Three Holy Men and a Bear
A Catholic Priest, a Baptist Preacher and a Rabbi all served as Chaplains to the students of Northern Michigan University at Marquette in the Upper Peninsula of Michigan .They would get together two or three times a week for coffee and to talk shop.
One day, someone made the comment that preaching to people isn’t really all that hard, a real challenge would be to preach to a bear. One thing led to another, and they decided to do an experiment. They would all go out into the woods, find a bear, preach to it, and attempt to convert it to their religion.Seven days later, they all came together to discuss their experiences.
Father Flannery, who had his arm in a sling, was on crutches, and had various bandages on his body and limbs, went first. ‘Well,’ he said, ‘I went into the woods to find me a bear. And when I found him, I began to read to him from the Catechism. Well, that bear wanted nothing to do with me and began to slap me around. So I quickly grabbed my holy water, sprinkled him and, Holy Mary Mother of God, he became as gentle as a lamb.
Reverend Billy Bob spoke next. He was in a wheelchair, had one arm and both legs in casts, and had an IV drip. In his best fire-and-brimstone oratory, he exclaimed, ‘Well, brothers, you know that we Baptists don’t sprinkle! I went out and I found me a bear. And then I began to read to my bear from God’s Holy Word. But that bear wanted nothing to do with me. So I grabbed him and we began to wrestle. We wrestled down one hill, up another and down another until we came to a creek. So I quickly bapttized his hairy soul. And just like you said, he became as gentle as a lamb. We spent the rest of the day praising Jesus. Hallelujah!
The Priest and the Reverend both looked down at the Rabbi, who was lying in a hospital bed. He was in a body cast and traction with IVs and monitors running in and out of him. He was in really bad shape. The Rabbi looked up and said: “Looking back on it, ….circumcision may not have been the best way to start.”
Four Catholic Mothers
Four Catholic mothers were having coffee, discussing their wonderful sons.
The first mother said, “My son is a priest. When he walks into a room, everyone calls him Father.”
The second woman chirped, “Well, my son is a bishop. Whenever he walks into a room, people say, ‘Your Grace.’”
The third woman said smugly, “My son is a cardinal. Whenever he walks into a room, people say, ‘Your Eminence.’”

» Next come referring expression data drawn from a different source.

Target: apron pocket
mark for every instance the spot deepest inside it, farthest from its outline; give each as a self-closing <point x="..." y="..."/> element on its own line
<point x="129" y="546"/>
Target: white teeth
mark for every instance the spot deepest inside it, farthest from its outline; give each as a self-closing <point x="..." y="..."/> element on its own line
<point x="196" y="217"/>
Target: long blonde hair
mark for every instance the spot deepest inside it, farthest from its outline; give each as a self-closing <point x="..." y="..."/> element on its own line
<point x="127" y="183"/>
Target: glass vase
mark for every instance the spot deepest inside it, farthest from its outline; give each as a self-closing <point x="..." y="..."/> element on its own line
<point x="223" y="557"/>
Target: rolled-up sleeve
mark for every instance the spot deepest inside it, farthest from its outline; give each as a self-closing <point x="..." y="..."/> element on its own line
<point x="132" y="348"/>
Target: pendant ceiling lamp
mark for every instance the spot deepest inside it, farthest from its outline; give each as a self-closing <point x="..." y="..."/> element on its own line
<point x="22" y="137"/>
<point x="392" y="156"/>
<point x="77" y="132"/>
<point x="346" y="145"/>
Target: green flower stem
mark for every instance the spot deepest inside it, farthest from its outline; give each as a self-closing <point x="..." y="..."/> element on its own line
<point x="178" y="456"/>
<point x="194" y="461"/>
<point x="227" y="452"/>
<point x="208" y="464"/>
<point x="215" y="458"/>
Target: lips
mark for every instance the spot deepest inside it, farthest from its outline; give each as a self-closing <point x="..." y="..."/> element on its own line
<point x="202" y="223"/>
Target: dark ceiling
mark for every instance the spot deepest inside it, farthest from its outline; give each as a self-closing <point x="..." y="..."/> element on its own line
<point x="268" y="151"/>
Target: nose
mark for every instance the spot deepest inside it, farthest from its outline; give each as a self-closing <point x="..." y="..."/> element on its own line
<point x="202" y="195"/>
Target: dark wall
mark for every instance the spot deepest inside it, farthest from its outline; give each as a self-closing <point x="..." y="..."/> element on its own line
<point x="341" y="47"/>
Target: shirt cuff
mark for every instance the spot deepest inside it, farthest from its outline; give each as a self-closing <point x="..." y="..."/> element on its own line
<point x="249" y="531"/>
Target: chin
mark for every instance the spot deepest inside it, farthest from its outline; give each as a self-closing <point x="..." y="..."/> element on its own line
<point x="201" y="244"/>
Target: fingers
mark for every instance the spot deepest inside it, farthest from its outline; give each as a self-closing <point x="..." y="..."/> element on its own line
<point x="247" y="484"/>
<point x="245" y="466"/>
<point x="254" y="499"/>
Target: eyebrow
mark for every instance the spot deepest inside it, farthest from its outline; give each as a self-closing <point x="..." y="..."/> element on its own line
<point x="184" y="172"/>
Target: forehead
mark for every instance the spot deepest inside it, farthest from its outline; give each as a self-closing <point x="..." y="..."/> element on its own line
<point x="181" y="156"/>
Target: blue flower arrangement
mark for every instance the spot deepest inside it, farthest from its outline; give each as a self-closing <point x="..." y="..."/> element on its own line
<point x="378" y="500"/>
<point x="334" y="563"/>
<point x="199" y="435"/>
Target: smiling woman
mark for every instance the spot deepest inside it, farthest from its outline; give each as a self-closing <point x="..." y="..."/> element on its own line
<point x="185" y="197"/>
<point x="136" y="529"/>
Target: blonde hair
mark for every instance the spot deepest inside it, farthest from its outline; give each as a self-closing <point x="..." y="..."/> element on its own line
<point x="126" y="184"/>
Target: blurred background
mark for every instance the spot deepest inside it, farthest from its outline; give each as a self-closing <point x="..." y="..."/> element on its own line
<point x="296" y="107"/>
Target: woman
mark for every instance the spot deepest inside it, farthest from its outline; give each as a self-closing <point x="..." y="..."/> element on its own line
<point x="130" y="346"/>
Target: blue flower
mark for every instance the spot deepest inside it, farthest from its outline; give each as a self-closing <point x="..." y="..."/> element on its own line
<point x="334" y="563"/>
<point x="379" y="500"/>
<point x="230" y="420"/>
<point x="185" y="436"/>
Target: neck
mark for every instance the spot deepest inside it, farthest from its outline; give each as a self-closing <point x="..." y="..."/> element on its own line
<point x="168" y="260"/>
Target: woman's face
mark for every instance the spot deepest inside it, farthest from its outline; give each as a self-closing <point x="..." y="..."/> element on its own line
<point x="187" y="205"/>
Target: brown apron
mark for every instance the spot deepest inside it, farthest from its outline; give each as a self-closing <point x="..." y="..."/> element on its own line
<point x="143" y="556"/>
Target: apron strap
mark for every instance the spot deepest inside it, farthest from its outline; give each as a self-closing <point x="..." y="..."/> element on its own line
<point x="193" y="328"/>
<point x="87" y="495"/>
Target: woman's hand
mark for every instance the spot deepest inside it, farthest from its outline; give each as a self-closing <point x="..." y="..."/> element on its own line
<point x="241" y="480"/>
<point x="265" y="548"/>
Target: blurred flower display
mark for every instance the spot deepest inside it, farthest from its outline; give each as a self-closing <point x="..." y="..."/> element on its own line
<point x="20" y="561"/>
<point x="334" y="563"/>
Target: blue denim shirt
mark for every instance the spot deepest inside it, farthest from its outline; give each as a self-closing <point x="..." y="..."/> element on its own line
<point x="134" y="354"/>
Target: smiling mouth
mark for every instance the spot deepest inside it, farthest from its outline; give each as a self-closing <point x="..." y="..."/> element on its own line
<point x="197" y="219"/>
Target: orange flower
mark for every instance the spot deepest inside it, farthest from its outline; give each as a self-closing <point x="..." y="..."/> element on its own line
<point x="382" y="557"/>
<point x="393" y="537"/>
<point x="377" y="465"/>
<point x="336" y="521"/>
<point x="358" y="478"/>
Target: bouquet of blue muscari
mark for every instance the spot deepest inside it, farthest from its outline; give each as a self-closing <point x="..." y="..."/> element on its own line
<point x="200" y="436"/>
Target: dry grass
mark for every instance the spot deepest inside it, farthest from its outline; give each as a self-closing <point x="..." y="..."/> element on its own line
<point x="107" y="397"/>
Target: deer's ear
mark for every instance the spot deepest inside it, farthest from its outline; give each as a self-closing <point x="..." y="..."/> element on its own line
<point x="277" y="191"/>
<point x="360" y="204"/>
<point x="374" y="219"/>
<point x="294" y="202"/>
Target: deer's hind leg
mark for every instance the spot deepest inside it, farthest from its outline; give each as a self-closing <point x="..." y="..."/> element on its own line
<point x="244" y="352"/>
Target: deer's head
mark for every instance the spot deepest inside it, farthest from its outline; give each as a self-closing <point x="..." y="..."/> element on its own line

The fourth Catholic woman sipped her coffee in silence. The other three gave her a subtle, “Well?” so she said modestly, “My son is 6 feet 8 inches tall, 300 pounds heavy, not an ounce of fat on him, and a smile that just won’t quit.”. Whenever he walks into a room, all the women say, ‘Oh my God!’”
Just How Fast Can Priest Jump to a Conclusion?
A drunk man who smelled like beer sat down on a subway next to a priest. The man’s tie was stained, his face was plastered with red lipstick, and a half-empty bottle of gin was sticking out of his torn coat pocket.
He opened his newspaper and began reading. After a few minutes the man turned to the priest and asked, ‘Say Father, what causes arthritis?’
The priest replies, ‘My Son, it’s caused by loose living, being with cheap, wicked women, too much alcohol, contempt for your fellow man, sleeping around with prostitutes and lack of a bath.’
The drunk muttered in response, ‘Well, I’ll be. I never knew.” Then he returned to reading his paper.
The priest, thinking about what he had said, nudged the man and apologized. ‘I’m very sorry. I didn’t mean to come on so strong. How long have you had arthritis?’
The drunk answered, ‘I don’t have it, Father. I was just reading here that the Pope does.’
MORAL: Make sure you understand the question before offering the answer.